Butler, B. R. (2021) “Ain’t I A Woman: Black Women’s Endurance in Higher Education, the Implications of Linked Fate, and the Urgent Call for Greater Cultural Responsiveness ”, Journal of African American Women and Girls in Education, 1(3), pp. 1–9. doi: 10.21423/jaawge-v1i3a97.

Abstract

National data on Black women in higher education has typically been presented through a deficit lens. General interpretations have suggested that in ‘comparison’ to white women, the rate at which Black women enroll in college or secure faculty appointments is less than ideal. While this data is intended to highlight systemic inequities in opportunities for Black women in higher education, too often it is (mis)used to justify the intellectual inferiority of the group.  However, the same data—when examined through a critical lens—reveals something much more complex; which the present article attempts to unpack.
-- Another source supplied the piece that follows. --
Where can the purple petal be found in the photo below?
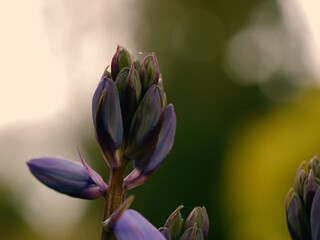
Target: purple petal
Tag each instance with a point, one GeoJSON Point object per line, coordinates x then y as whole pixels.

Given the abounding obstacles Black women in academia experience due to the confluence of racism and sexism (and other interlocking systems of oppression), their perseverance, though painful at times, is rather remarkable and reason to pause and reflect; here’s why. Black women’s persistence is emblematic of our collective resistance to anti-Black structures, ideologies, and practices that are historically and deeply ingrained in institutions of higher education—namely, though not exclusively, predominately white institutions (PWIs). Beyond data points, Black women represent a collection of untold stories of struggle, advancement, and linked fate. When shared, stories provide strength, hope, and healing, and the courage to transform old systems and reimagine new academic spaces that recognize the humanity and value of Black women and their contributions to the academy. Given the importance of (counter)storytelling, the research highlighted within this current issue provides varied narrative and autoethnographic accounts of the lived experiences of Black women in higher education. Across each article are points for reflection and clear recommendations for action.  More implicit, but nonetheless present, is an urgent call for greater cultural responsiveness in higher education. A topic that is introduced and explored briefly here in this opening article.